If you are stuck with external search software and you have your own server, you can run them side by side and move resources wherever they are needed. When you use two virtual private servers, you can adjust them to fit.
The indexing process might be the biggest resource user and the indexing uses resources on your Web server to generate the content for indexing. be careful to monitor the resources used for the indexing and push it out to the quietest time for your Web site.
Future developments
I looked at developing Search words for Drupal 7. There is no interest. The most vocal people on drupal.org, and at conferences, recommend Solr without hinting at the problems Solr creates for smaller sites. Many of those vocal people have a financial interest in pushing people toward hosting services that include Solr. It is hard to promote something against a strong wave of self interest. There are other markets for the underlying software.
Google is reducing its search service and moving toward a sales portal. Google search will be less effective for your content and more effective for the content of people who advertise through Google.

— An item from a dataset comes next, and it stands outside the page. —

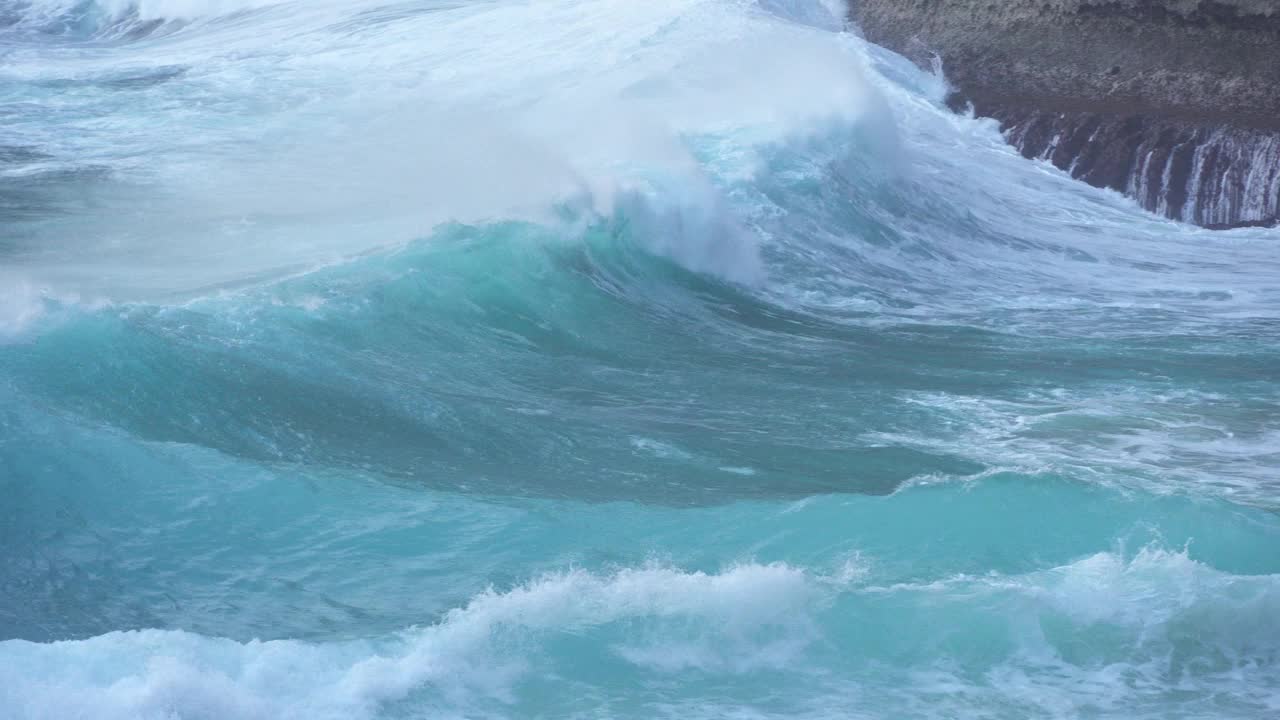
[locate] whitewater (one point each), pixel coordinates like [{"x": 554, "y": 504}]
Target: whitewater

The Lucene implementations in languages other than Java appear to be dead in the water. They exist and are compatible but only with very old versions of Lucene, which makes then useless against the current versions of Solr. if you have more than five people in your information technology team, it is probably not a big overhead to have one person on board who knows enough to implement Apache Solr, the tomacat server for Java, and Java. Put them in a case in the corner and away from sharp implements. For smaller projects, there are currently few alternatives with the common shopping cart/product sales system as the one real area of innovation.

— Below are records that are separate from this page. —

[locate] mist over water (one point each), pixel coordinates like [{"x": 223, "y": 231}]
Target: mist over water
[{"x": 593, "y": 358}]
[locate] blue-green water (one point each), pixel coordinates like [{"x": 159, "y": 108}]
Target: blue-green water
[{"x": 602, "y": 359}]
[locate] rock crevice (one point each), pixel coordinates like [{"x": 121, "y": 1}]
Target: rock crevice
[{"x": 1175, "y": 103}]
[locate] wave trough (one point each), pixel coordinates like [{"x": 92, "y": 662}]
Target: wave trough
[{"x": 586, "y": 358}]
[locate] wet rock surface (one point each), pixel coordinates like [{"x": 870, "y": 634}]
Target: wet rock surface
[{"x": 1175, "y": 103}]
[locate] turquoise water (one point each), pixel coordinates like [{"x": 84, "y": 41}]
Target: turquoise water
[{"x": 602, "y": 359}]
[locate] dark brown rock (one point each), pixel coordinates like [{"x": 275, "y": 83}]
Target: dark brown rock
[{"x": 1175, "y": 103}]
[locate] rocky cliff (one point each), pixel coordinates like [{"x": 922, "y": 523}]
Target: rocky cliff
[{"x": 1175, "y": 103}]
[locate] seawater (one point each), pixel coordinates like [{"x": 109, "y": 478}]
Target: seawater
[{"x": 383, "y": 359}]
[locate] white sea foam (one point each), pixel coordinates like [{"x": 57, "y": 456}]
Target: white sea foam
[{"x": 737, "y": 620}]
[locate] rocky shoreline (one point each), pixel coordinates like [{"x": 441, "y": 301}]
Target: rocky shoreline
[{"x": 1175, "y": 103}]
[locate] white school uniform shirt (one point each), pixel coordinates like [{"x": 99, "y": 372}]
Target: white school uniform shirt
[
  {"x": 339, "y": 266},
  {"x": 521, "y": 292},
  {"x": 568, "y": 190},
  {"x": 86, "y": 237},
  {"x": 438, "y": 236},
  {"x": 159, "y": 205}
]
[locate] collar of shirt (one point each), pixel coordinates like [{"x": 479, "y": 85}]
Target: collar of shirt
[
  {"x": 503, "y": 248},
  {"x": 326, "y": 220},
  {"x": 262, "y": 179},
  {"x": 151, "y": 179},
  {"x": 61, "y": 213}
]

For many sites an old fashion resource hungry full text content search is a practical reality because modern servers can hold your whole Web content in memory and search the content using just one of the eight processors, of which perhaps only two are used for the Web site.
Is there a need for a new search module?
One big question is the need for a new search module versus the work required to build it. The search part is easy. The user interface is the difficult bit. with all the Drupal focus on Solr, anyone proposing an alternative is likely to be shot down without discussion of the need for an alternative to Solr.
Solr fits a big project where you can have a separate server. An alternative would be database based and is unlikely to benefit the very small sites with no control over the database. The sites most likely to benefit are the ones big enough to have a VPS and some control over their database but not the people resources to run Solr. This is the market attacked by a number of commercial organisations influential in the Drupal world and they general offer Solr, giving them the financial incentive to discredit alternatives.
I am happy to work on my own module for my own use with no user interface. I would be happy to work on an alternative as part of a project to train people in Drupal module development. There is no incentive for me to work on a public module outside of helping people learn Drupal. I cannot see any incentive for anyone else to devote time to this type of project when there is so much media misinformation devoted to Solr.
Conclusion
Search software is not magic. Modern technology makes only one real difference, you can afford to chew through huge resources during the indexing process in order to make the search faster. the software is cheaper than the cost of the setup time. The biggest setup time may be configuring and testing your facets/keywords/tags for focused searches. Look at the configuration time and the ongoing testing time when estimating cost.